Plato’s Cave

This work was done for a Macquarie University Art Gallery exhibition, The Immersive Power of Light,
in August-September 2024. Curated by Rhonda Davis, Leonard Janiszewski and Andrew Simpson, the exhibition featured 40 works by
18 artists, all exploring the multifaceted nature of light through different artistic mediums.
Originally we discussed a remake of one of my light based installations but in the end I decided to make a new work in the spirit of those early works. I used the non-art materials I commonly used at that time, meaning everyday items you can use or buy at a regular hardware store. I bought a work lamp on a stand from Bunnings, used one of the gallery benches, and created a sort of mural on the gallery wall with reflective aluminum paint. The lamp stood behind anyone sitting on the bench, casting their silhouette on the reflective wall.

Earlier light works were always untitled. Even though they often used the viewer’s shadow as an element of the work, after all these decades I wanted to make the symbolic element very clear, that we all essentially live in Plato’s Cave, misreading shadows as reality when in fact the shadows are just ourselves.

But rather than talk about it any more I’ll reprint the catalogue essay Lizzy Marshall has written about it.

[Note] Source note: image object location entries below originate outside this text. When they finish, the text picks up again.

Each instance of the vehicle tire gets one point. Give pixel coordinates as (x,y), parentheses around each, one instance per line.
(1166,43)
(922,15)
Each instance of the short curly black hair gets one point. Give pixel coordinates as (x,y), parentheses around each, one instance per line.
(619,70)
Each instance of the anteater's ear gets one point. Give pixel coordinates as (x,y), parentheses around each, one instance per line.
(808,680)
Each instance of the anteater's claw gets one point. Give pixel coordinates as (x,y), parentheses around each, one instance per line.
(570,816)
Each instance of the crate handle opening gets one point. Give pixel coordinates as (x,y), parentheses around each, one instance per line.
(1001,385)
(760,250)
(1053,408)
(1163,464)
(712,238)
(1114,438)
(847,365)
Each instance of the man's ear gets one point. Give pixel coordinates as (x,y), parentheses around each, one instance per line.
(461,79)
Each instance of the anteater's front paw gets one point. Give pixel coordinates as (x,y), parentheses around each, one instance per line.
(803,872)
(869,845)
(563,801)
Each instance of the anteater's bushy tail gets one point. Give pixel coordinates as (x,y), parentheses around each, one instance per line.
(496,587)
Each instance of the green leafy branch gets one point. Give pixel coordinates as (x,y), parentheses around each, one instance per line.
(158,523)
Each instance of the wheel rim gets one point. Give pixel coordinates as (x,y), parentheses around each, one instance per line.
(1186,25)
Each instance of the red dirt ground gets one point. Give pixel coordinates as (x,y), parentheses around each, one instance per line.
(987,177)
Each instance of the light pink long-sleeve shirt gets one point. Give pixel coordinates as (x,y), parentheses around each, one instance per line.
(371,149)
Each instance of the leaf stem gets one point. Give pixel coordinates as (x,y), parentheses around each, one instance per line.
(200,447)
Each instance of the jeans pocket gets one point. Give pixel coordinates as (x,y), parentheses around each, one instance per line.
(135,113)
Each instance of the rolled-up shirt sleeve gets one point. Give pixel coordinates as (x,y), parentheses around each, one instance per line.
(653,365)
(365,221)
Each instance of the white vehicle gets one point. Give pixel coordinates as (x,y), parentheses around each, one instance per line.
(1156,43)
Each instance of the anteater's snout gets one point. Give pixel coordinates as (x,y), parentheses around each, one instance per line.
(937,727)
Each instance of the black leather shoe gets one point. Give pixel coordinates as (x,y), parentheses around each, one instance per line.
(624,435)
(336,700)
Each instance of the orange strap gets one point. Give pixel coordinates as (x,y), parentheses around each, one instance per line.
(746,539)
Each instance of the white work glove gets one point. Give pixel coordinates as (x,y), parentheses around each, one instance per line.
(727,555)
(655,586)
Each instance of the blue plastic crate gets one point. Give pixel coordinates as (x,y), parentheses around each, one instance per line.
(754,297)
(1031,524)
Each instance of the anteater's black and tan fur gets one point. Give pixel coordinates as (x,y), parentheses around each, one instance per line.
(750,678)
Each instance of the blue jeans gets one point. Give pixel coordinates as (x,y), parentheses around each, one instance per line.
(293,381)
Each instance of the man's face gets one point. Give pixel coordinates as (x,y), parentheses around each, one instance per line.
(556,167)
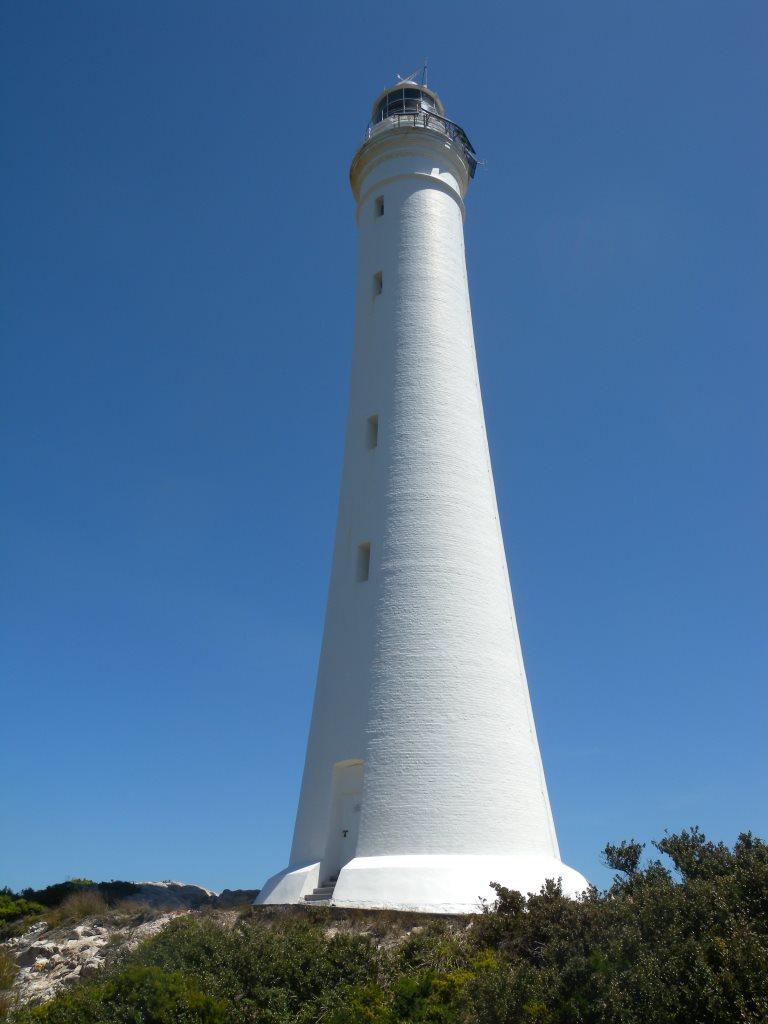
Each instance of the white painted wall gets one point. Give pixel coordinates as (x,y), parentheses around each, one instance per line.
(421,674)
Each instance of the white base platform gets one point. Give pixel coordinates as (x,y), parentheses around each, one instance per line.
(431,884)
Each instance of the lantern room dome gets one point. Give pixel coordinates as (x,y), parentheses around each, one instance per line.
(406,97)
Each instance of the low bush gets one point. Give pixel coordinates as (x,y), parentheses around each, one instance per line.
(143,995)
(14,907)
(681,939)
(86,903)
(7,974)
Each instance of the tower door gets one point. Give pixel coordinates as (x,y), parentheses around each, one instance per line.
(344,818)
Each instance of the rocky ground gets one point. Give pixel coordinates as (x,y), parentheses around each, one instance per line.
(52,957)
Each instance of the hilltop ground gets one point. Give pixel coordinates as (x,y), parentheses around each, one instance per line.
(683,938)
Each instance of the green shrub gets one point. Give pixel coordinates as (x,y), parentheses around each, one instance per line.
(7,974)
(12,907)
(682,940)
(140,994)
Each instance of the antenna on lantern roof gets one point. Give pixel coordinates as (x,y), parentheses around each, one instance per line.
(415,75)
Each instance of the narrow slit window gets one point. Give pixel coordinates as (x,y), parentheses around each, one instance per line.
(364,561)
(372,431)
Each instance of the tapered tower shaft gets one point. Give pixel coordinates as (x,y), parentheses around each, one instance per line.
(423,780)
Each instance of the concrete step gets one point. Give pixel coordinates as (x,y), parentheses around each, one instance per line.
(322,894)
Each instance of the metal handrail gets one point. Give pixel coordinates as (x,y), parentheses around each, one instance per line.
(427,119)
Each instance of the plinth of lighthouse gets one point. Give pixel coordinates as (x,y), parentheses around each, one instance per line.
(423,780)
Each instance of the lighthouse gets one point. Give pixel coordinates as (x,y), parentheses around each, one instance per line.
(423,779)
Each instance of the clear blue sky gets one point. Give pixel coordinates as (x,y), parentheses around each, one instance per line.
(177,313)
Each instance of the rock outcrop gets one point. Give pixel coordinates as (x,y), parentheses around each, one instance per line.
(50,958)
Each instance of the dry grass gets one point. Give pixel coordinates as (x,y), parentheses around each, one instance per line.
(7,974)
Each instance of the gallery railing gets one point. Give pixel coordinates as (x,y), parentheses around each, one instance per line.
(427,119)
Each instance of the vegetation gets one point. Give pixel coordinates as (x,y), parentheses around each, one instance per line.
(679,940)
(13,907)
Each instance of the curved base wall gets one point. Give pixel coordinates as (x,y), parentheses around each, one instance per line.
(430,884)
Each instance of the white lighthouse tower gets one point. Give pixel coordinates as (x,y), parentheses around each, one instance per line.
(423,780)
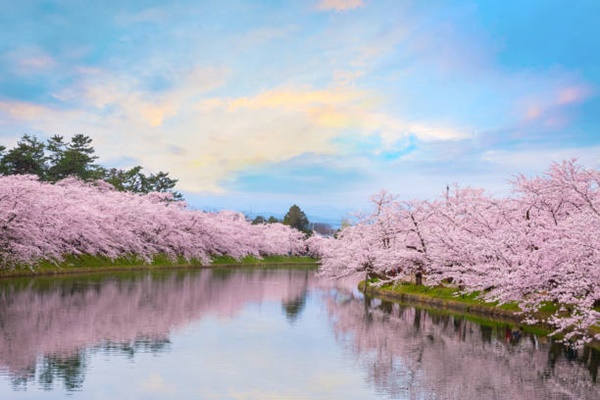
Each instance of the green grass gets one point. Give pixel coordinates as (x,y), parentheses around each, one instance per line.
(89,263)
(449,296)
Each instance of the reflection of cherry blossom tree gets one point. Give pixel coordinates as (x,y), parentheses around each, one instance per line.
(413,353)
(539,246)
(61,318)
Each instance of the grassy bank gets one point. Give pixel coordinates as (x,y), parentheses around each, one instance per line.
(87,263)
(447,298)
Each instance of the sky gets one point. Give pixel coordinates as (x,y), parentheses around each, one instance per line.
(258,105)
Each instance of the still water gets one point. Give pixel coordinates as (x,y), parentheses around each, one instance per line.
(262,334)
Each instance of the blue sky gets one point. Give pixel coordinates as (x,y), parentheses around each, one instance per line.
(257,105)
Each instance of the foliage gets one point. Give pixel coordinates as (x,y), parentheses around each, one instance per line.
(296,218)
(539,246)
(57,159)
(42,222)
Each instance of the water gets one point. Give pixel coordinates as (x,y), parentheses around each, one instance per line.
(262,334)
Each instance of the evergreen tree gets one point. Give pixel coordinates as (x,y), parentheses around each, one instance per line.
(296,218)
(75,158)
(27,157)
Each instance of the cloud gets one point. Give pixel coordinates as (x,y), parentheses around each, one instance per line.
(339,5)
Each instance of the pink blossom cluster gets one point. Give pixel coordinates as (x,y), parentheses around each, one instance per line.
(42,221)
(537,246)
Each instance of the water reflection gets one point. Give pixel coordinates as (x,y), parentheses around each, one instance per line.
(49,327)
(298,338)
(412,353)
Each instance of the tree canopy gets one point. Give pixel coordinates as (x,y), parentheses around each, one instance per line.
(296,218)
(57,159)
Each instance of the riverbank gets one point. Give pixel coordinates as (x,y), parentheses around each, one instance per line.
(445,298)
(89,264)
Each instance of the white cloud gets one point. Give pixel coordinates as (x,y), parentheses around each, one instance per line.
(339,5)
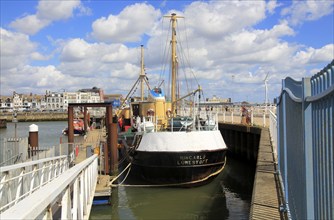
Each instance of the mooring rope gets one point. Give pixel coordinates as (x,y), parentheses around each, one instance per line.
(162,185)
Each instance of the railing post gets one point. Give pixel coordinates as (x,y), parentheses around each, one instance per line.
(308,146)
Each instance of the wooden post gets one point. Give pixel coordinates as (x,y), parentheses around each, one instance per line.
(106,156)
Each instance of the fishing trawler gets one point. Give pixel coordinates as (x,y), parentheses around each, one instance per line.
(167,144)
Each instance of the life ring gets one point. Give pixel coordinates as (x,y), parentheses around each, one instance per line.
(150,112)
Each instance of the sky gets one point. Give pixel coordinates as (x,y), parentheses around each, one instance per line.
(228,47)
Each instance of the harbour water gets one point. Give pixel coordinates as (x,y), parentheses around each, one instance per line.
(227,197)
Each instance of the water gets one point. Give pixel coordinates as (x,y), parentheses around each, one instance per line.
(49,132)
(227,197)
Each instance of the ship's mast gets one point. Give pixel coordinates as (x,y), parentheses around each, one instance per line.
(174,60)
(173,42)
(142,74)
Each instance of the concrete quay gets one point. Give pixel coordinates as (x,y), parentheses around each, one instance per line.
(253,144)
(267,194)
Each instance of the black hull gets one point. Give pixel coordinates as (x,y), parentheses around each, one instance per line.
(181,169)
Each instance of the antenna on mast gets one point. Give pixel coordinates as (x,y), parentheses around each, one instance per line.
(266,89)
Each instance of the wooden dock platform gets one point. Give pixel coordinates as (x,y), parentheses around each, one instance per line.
(267,193)
(92,140)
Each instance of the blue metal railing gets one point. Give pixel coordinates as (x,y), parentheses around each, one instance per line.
(305,145)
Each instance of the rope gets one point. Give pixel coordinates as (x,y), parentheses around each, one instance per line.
(166,185)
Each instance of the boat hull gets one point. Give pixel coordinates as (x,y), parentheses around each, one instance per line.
(178,168)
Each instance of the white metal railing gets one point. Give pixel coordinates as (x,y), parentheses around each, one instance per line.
(20,180)
(74,190)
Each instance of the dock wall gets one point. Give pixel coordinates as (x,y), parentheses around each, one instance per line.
(242,141)
(253,144)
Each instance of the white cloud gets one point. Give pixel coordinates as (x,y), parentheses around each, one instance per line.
(56,10)
(222,42)
(129,26)
(16,50)
(75,50)
(218,18)
(29,24)
(312,55)
(47,12)
(301,11)
(271,6)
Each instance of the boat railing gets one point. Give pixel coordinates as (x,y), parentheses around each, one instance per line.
(20,180)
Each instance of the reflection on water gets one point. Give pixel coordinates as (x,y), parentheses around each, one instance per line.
(227,197)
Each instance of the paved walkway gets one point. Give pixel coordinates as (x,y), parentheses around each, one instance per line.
(266,190)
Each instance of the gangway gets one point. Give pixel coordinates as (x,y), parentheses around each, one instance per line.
(70,195)
(20,180)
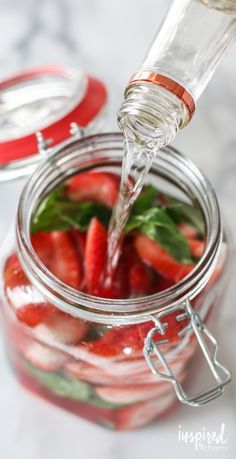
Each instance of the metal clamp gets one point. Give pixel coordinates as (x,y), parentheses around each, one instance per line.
(151,350)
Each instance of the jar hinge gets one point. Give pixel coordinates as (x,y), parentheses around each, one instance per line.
(152,350)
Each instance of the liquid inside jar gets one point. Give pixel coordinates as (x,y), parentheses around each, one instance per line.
(95,370)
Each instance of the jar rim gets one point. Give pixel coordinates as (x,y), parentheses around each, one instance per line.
(113,311)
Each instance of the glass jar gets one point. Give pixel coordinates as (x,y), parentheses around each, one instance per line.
(161,96)
(69,359)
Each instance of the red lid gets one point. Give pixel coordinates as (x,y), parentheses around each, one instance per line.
(46,99)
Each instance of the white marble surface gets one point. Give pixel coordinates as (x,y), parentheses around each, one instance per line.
(109,39)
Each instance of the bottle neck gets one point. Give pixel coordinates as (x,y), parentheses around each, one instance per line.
(151,115)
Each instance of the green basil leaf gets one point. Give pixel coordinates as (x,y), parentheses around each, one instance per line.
(157,225)
(57,212)
(64,384)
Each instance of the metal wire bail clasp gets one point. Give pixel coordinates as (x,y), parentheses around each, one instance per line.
(154,356)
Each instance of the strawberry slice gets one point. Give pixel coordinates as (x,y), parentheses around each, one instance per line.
(57,253)
(43,357)
(160,260)
(129,340)
(20,291)
(140,280)
(95,256)
(101,187)
(131,393)
(138,415)
(61,328)
(79,241)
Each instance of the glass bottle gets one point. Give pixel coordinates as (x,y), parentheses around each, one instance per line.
(160,98)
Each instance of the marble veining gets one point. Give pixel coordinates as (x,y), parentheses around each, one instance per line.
(109,39)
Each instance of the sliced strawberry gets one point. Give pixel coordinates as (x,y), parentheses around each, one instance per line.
(57,253)
(129,341)
(102,187)
(43,357)
(34,314)
(140,280)
(61,328)
(126,341)
(138,415)
(160,260)
(131,393)
(95,256)
(196,247)
(79,240)
(20,291)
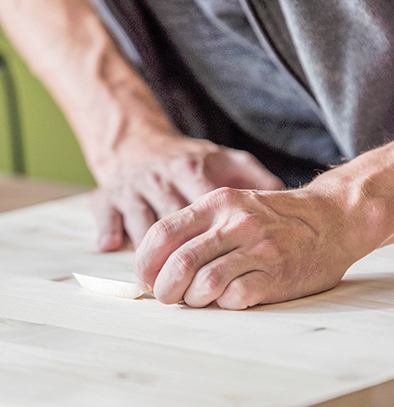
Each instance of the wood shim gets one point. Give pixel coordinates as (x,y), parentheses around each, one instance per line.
(111,288)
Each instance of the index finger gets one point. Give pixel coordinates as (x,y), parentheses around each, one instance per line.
(166,236)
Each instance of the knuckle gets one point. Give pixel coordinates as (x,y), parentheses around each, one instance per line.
(222,195)
(163,229)
(193,164)
(184,263)
(211,280)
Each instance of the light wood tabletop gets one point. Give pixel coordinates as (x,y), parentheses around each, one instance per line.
(61,345)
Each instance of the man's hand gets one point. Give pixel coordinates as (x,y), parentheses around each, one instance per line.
(183,170)
(248,247)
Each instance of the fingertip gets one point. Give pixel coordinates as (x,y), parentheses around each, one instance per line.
(110,243)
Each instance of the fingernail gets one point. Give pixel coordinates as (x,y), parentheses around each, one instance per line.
(144,287)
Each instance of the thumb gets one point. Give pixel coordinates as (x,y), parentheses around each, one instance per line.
(109,222)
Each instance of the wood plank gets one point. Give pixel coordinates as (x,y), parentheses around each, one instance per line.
(292,354)
(19,192)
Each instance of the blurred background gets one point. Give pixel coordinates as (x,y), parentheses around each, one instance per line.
(39,156)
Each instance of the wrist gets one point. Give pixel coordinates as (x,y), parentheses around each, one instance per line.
(359,198)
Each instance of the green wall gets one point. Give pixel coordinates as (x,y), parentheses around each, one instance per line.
(35,138)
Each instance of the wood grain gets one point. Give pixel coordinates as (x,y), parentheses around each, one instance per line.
(65,346)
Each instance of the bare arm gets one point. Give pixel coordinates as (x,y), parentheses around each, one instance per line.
(242,248)
(67,48)
(145,169)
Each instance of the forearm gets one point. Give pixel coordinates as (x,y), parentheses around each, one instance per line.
(363,189)
(109,106)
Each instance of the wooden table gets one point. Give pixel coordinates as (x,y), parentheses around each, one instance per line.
(62,346)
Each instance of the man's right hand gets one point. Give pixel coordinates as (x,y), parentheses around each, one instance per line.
(183,170)
(144,168)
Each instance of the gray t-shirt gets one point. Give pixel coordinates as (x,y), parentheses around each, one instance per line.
(217,42)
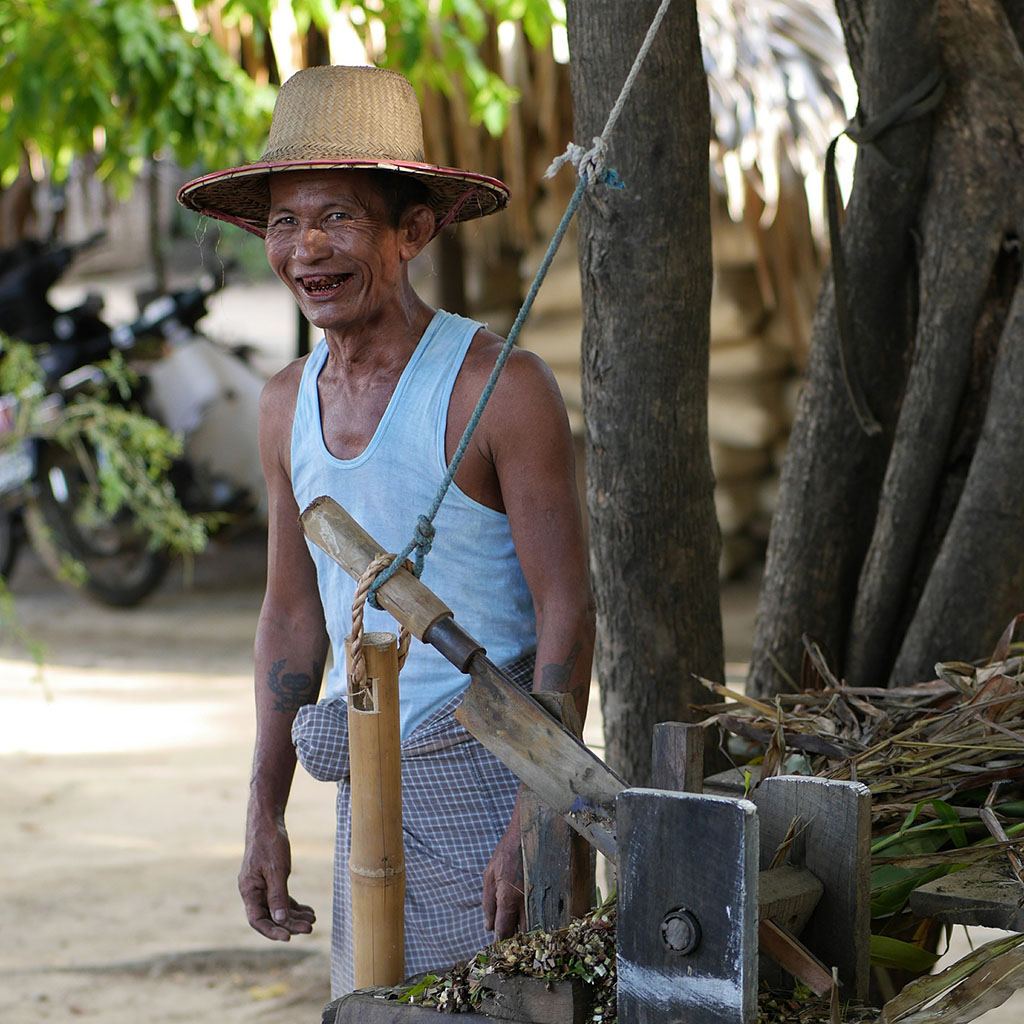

Entering into Plato’s Cave
lan Milliss is a difficult artist to pin down through his practice alone. Like so many artists of the 20th century, he works in a post-disciplinary, post-medium and largely a post-material way. His practice also defies characterisation as purely conceptual. However, it is not surprising that as an artist who began as a painter exhibiting through Central Street Gallery in the 1960s, that light was always going to be a prescient medium and influence. Plato’s Cave (2024) moves beyond an exploration of the philosopher’s allegory of those with knowledge should lead those without. It draws upon recurring themes within the artist’s 60-year career.
This new installation is a confluence of Milliss’ conceptual and political concerns of what art, material and the participant means. In its simplest agenda it draws on his early participatory performative works, and yet here it is for an exhibition on artists’ explorations of light. Yet what Milliss is highlighting within Plato’s Cave is our relationship to light. Metaphors for knowledge aside, congruent within the work is Milliss’ persistent concerns of everyday activities as cultural practice.
While Milliss may be recalled as painter, alongside his studio practice he also has a strong social practice. This articulated itself through activism, which cemented his commitment to labour as a creative action and cultural work, regardless of who performed it. This early turn in his practice de-centres the artist as the sole arbiter of art making and engages the everyday actions of people as the creators. His conceptual works have extended even further over the years to engage the everyday through an examination of our living spaces and social infrastructure. More recently, his work looks for structural remodelling to address the urgencies of the everyday, and how this can be a creative action to bring about change through cultural collectivism, as per his activities in the Kandos School of Cultural Adaptation.
Themes of the performative, action-based and ordinary interactions of the everyday are seen through the artist’s seminal Walk Along This Line (1970) and Circular Tug of War (1971). Both early works were provocations of the impossible and invitations to participate in the arbitrary. Where Plato’s Cave departs is from Milliss previously positioning us in the impossible, to now quietly sitting within where we can be possible.
The installation is created as a performance-enacted work; that is, the audience by engaging with the direction of the light animates the material of the work through immaterial action. In this way, we know that we are object, action and shadow. Easy assumptions have us attuned with Platonian theory of being complicit to our own ignorance. Yet, Milliss provides us with a more positive framework, since the artwork is only completed by our participation. And though this work is created within the confines of a contrived light in a prescribed space for audiences to engage with it, through Plato’s Cave we fulfill the artist’s belief that everyone is an artist.